Posted: April 11th, 2021
When bankruptcy does occur, one of the greatest challenges is to balance the rights and needs of the creditor with those of the debtor. Both are in a situation where some loss is inevitable, but the intent is to minimize the effects as much as possible for both parties.
Below is a summary of an actual case. After reviewing the information, you will be asked to respond to several questions.
356 F.3d 518 In re Marlene MOFFETT, Debtor,
Tidewater Finance Company, No. 03-1279. Plaintiff-Appellant,
Marlene Moffett, Defendant-Appellee.
United States Court of Appeals, Fourth Circuit.
Argued: December 3, 2003.
Decided: January 23, 2004.
On January 22, 2001, Marlene Moffett purchased a used 1998 Honda Accord from Hendrick Honda in Woodbridge, Virginia. Moffett agreed to pay $20,024.25 with interest in 60 monthly installments, and Hendrick Honda retained a security interest in the vehicle. Under the purchase contract and Virginia state law, Hendrick Honda had the right to repossess the vehicle in the event of default, subject to Moffett’s right to redeem it. Hendrick Honda assigned its rights under the purchase agreement to Tidewater Finance Company, which subsequently perfected its security interest. According to the bankruptcy court, the automobile was Moffett’s only means of traveling the 40 miles from her home to her workplace at the Federal Emergency Management Agency.
Moffett made her payments in timely fashion for approximately 1 year. Because Moffett failed to make her monthly payments in March and April 2002, however, Tidewater Finance lawfully repossessed the vehicle on the morning of April 25, 2002. Later that day, Moffett filed for voluntary Chapter 13 reorganization. On May 1, 2002, Moffett’s attorney notified Tidewater Finance of Moffett’s bankruptcy filing and demanded return of the vehicle, according to the Bankruptcy Code’s automatic stay and turnover provisions.

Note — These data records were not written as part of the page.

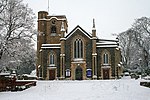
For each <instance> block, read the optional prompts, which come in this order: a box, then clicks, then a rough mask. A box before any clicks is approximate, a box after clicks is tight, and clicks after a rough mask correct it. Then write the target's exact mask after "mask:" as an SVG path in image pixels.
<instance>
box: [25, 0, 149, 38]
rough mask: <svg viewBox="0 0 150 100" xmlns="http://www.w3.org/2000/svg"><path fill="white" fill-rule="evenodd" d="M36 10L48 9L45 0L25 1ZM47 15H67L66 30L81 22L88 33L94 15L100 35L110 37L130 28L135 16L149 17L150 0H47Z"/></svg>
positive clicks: (29, 0)
mask: <svg viewBox="0 0 150 100" xmlns="http://www.w3.org/2000/svg"><path fill="white" fill-rule="evenodd" d="M24 2H25V3H28V4H29V7H30V8H32V9H33V11H34V12H35V13H36V15H37V12H38V11H42V10H44V11H48V0H24ZM49 14H50V15H52V14H53V15H66V17H67V19H68V25H69V32H70V31H71V30H72V29H73V28H74V27H76V26H77V25H80V26H81V27H82V28H83V29H84V30H86V31H87V32H91V29H92V19H93V18H95V23H96V30H97V35H98V37H99V38H106V39H112V38H114V39H115V37H112V35H111V34H112V33H120V32H123V31H126V30H127V29H128V28H130V27H131V25H132V23H133V22H134V20H135V19H137V18H140V17H142V16H146V17H150V0H49Z"/></svg>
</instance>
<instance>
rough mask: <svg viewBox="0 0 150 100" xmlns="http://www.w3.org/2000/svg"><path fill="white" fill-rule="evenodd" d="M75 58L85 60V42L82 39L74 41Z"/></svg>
mask: <svg viewBox="0 0 150 100" xmlns="http://www.w3.org/2000/svg"><path fill="white" fill-rule="evenodd" d="M74 58H83V42H82V40H81V39H76V40H75V41H74Z"/></svg>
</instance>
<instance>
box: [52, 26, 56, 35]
mask: <svg viewBox="0 0 150 100" xmlns="http://www.w3.org/2000/svg"><path fill="white" fill-rule="evenodd" d="M51 36H56V26H52V27H51Z"/></svg>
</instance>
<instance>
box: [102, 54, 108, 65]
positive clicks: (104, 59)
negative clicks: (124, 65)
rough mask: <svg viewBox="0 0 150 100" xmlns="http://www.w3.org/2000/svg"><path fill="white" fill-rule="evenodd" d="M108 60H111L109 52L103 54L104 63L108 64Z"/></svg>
mask: <svg viewBox="0 0 150 100" xmlns="http://www.w3.org/2000/svg"><path fill="white" fill-rule="evenodd" d="M108 60H109V56H108V54H107V53H105V54H104V55H103V63H104V64H108Z"/></svg>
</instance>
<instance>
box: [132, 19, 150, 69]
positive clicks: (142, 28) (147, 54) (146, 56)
mask: <svg viewBox="0 0 150 100" xmlns="http://www.w3.org/2000/svg"><path fill="white" fill-rule="evenodd" d="M132 29H133V30H134V31H135V40H136V42H137V43H138V45H139V46H140V48H141V49H142V54H143V57H142V60H143V66H144V67H148V66H150V65H149V63H150V62H149V60H150V52H149V51H150V18H147V17H141V18H139V19H136V21H135V23H134V24H133V26H132Z"/></svg>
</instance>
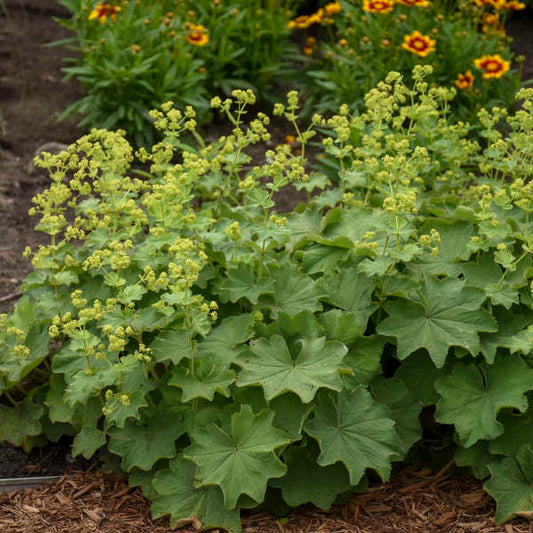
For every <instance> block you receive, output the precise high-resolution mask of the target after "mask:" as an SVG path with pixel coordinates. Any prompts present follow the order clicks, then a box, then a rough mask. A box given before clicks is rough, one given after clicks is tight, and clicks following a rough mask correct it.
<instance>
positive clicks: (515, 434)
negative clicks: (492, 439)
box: [489, 393, 533, 456]
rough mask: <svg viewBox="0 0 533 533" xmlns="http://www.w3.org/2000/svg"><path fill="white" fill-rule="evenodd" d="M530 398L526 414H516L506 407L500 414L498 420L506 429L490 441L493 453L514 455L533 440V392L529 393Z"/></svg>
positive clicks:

Tidewater Finance in turn filed a motion for relief from the provisions, claiming that its repossession of the automobile stripped Moffett and the bankruptcy estate of any interests in the vehicle, except bare legal title and an intangible right of redemption. It therefore asked the bankruptcy court to terminate the automatic stay so that it could sell the vehicle. Tidewater Finance took no steps to dispose of the vehicle or to apply for a new certificate of title.